N. Ireland Politics

NI talks: Tax credits raised by some parties during negotiations

Stormont
Image caption Some local politicians argue that the loss of local spending power caused by the tax credit changes is more than double that entailed by previous welfare reforms

The BBC understands that a number of parties have raised the issue of tax credits in the Stormont negotiations.

It is estimated that 120,000 families in Northern Ireland will see their incomes reduced as a result of the cuts to working tax credit and child tax credit announced by the Chancellor George Osborne back in July.

Some local politicians argue that the loss of local spending power caused by the tax credit changes is more than double that entailed by previous welfare reforms.

In addition, the politicians are looking for a guarantee that if they agree a package of welfare reform flexibilities any payments made from the block grant should be exempt from taxation.

The fear is that if such an exemption is not offered, Stormont could be making top up payments on the one hand only for the Treasury to take the cash away on the other.

Last Christmas's Stormont House Agreement contained provision for £564m to be spent on welfare mitigation over a five year period.

'Tax implications'

The Department for Social Development said: "Any package of welfare mitigations along the lines of the Stormont House Agreement will need to be submitted to Her Majesty's Treasury (HMT) for them to consider if there are any potential tax implications.

"It is our understanding that the Treasury can only decide whether there are any tax implications once the parties have reached a final agreement and any resulting subordinate legislation has been drafted."

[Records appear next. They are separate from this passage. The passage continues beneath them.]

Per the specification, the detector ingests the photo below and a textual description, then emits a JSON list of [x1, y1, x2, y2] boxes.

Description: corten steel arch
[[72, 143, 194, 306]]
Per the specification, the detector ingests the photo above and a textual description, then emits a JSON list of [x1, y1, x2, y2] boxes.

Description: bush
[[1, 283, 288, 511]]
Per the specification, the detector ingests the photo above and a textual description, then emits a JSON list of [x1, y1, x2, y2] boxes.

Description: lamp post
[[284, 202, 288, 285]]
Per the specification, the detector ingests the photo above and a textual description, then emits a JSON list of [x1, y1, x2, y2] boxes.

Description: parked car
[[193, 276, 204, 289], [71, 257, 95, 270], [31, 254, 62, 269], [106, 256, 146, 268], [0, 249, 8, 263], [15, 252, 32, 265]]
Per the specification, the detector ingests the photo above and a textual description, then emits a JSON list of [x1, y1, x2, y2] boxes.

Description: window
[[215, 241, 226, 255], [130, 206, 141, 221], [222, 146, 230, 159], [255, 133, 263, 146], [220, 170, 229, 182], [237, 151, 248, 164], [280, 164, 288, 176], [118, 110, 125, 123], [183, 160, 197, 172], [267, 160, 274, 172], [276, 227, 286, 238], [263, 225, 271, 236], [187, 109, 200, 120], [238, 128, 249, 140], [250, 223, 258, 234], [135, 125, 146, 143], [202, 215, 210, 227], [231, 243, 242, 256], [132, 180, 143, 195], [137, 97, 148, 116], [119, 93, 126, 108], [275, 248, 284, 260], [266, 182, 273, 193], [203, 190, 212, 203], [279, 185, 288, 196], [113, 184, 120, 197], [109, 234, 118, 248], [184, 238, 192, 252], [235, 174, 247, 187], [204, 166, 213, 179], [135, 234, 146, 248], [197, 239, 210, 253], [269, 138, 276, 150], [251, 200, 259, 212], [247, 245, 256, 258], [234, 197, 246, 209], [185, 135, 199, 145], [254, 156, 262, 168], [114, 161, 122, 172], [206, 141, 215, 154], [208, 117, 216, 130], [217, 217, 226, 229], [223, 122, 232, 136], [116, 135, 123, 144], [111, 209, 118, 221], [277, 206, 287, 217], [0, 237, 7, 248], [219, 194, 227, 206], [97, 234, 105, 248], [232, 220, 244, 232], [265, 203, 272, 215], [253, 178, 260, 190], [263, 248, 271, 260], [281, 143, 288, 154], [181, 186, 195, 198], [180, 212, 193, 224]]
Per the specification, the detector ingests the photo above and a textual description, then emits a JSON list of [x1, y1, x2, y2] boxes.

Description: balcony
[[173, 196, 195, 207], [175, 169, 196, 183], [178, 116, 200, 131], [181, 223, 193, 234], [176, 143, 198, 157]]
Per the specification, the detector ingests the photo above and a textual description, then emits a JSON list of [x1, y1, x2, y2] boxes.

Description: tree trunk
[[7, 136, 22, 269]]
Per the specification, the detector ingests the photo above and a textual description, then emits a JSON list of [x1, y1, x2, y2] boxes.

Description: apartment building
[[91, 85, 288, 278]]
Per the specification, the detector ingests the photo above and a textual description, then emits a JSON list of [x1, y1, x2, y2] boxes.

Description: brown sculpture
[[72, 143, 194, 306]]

Senior Stormont officials are hopeful that any future mitigation package will eventually be considered exempt from taxation.

One talks source told the BBC: "This is not a category one issue at this stage, but if there is no exemption it will become a category one issue very quickly".

Inter-party talks in Northern Ireland began last month in a bid to resolve the current political crisis at Stormont.

The current crisis at Stormont was triggered when police said they believed IRA members had been involved in the murder of a former IRA man in Belfast in August.

The parties have also been deadlocked over the issue of welfare.

The Northern Ireland parties had agreed on a welfare reform deal in December but Sinn Féin withdrew its support in March.